Maintains detailed execution history for each Guard call, including input prompts, LLM responses, validation results, re-ask attempts, and final outputs. The framework provides telemetry and tracing capabilities that log validation decisions, error messages, and performance metrics. History can be accessed programmatically via the Guard's call history API and exported for analysis. Telemetry integrates with external observability platforms for production monitoring.

Provides context management utilities (guardrails/stores/context.py) that isolate state across concurrent Guard executions, preventing validation context from one request from leaking into another. The framework uses thread-local and async-local storage to maintain separate validation state per execution context. This enables safe concurrent use of the same Guard instance across multiple threads or async tasks without race conditions.
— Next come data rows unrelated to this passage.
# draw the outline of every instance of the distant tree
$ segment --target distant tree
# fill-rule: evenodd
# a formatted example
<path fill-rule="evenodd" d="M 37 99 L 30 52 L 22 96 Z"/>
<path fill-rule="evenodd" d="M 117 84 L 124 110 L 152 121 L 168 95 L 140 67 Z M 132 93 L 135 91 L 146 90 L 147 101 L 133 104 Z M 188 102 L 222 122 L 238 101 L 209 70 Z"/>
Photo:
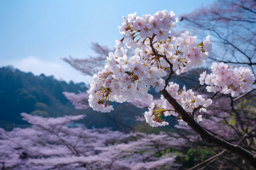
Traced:
<path fill-rule="evenodd" d="M 11 132 L 0 128 L 2 170 L 177 169 L 182 166 L 175 158 L 186 142 L 175 134 L 126 134 L 65 125 L 82 115 L 21 115 L 31 127 Z"/>
<path fill-rule="evenodd" d="M 214 50 L 210 58 L 256 69 L 256 1 L 217 0 L 182 15 L 183 25 L 209 34 Z"/>

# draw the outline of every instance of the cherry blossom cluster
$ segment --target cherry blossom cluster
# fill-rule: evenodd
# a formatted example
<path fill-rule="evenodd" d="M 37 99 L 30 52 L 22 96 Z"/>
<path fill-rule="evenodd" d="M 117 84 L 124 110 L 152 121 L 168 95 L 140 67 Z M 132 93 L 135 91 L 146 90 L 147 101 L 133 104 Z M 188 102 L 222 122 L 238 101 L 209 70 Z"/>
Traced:
<path fill-rule="evenodd" d="M 166 148 L 182 150 L 188 144 L 175 134 L 127 134 L 66 125 L 84 115 L 21 115 L 31 127 L 11 131 L 0 128 L 1 169 L 179 169 L 182 165 L 175 160 L 176 154 L 169 152 L 157 157 L 156 154 Z"/>
<path fill-rule="evenodd" d="M 167 91 L 183 107 L 183 108 L 190 114 L 191 114 L 196 108 L 200 108 L 199 112 L 206 111 L 205 108 L 210 105 L 212 101 L 210 99 L 205 100 L 201 95 L 195 95 L 191 89 L 186 91 L 185 86 L 183 88 L 179 91 L 179 86 L 176 83 L 171 82 L 166 88 Z M 179 116 L 179 114 L 174 110 L 173 106 L 167 101 L 161 95 L 162 100 L 161 104 L 156 105 L 152 103 L 149 108 L 149 111 L 145 112 L 144 116 L 146 121 L 151 126 L 157 127 L 168 125 L 169 123 L 166 121 L 165 117 L 173 115 Z M 199 122 L 202 120 L 202 115 L 197 116 L 193 114 L 191 115 L 195 120 Z M 162 117 L 165 117 L 164 120 L 161 121 Z M 178 120 L 179 124 L 181 125 L 186 125 L 188 124 L 182 119 Z"/>
<path fill-rule="evenodd" d="M 205 71 L 200 75 L 200 84 L 209 85 L 207 91 L 224 94 L 231 93 L 236 97 L 241 93 L 248 92 L 254 82 L 254 74 L 247 67 L 240 67 L 233 69 L 223 62 L 218 65 L 213 63 L 211 66 L 212 73 L 206 75 Z"/>
<path fill-rule="evenodd" d="M 162 78 L 170 69 L 178 74 L 201 65 L 212 50 L 209 36 L 198 44 L 197 37 L 188 31 L 178 37 L 171 36 L 171 29 L 178 22 L 172 11 L 158 11 L 142 17 L 136 14 L 123 17 L 119 28 L 124 37 L 116 41 L 116 50 L 107 57 L 105 68 L 93 77 L 88 92 L 89 105 L 94 110 L 113 110 L 110 101 L 152 100 L 149 88 L 154 88 L 157 92 L 163 90 L 166 84 Z M 127 39 L 126 47 L 135 49 L 134 56 L 127 55 L 124 39 Z"/>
Provides RAIL (Reliable AI Markup Language), an XML-based domain-specific language for declaratively defining validation schemas, validators, and failure handling strategies. RAIL specifications can define data structures, field constraints, validators to apply, and re-ask behavior in a single file. Guards can be instantiated directly from RAIL files using Guard.from_rail(), making validation logic portable and version-controllable. RAIL specifications are human-readable and can be edited without code changes.